This feature appeared in the May issue of Pro Cycling Magazine.
Victory at the 2014 Tour de France was the crowning moment of Vincenzo Nibali’s cycling life but the year that followed was the most trying of his career, as he struggled with form, dealt with strife on his team and was expelled from the Vuelta a España. Though he ended the year with a redemptive win at the Tour of Lombardy, the pressure hasn’t abated for 2016.
Vincenzo Nibali had spent a week navel-gazing at his villa in Lugano but he felt the need to journey south. He called his father, Salvatore. “I’m flying down,” he said. “Take some time off work, you can follow me with the scooter.”
For the next 10 days, father would motorpace son on training rides in the hinterland of Messina. It was early September, the beginning of Sicily’s lonesome season. Each day, the beaches at places such as Ganzirri and Giardini Naxos were a little more empty. Each evening, the amber sun dipped a little sooner. The holidays were over.
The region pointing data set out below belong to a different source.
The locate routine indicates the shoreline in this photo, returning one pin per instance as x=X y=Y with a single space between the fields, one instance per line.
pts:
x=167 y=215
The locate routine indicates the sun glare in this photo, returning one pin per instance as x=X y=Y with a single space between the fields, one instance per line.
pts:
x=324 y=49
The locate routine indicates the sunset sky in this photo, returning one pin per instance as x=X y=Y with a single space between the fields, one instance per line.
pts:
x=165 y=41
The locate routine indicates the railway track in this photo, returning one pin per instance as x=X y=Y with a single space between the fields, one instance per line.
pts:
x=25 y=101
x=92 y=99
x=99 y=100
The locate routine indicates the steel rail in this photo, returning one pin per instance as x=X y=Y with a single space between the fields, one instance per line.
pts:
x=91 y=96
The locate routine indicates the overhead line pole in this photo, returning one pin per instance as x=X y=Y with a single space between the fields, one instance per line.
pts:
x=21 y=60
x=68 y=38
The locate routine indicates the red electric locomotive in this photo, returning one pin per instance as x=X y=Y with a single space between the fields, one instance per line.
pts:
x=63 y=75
Nibali left Sicily in his mid-teens to pursue his cycling career, and he normally returns twice a year, rarely during the season and never at length. But right then, there seemed no better place to ride the anger and the embarrassment out of his system. His exclusion from the Vuelta a España for hanging onto a team car at 70kph as he chased back on after a crash had seemed the final, undignified act of an ill-starred season. A year to be expunged.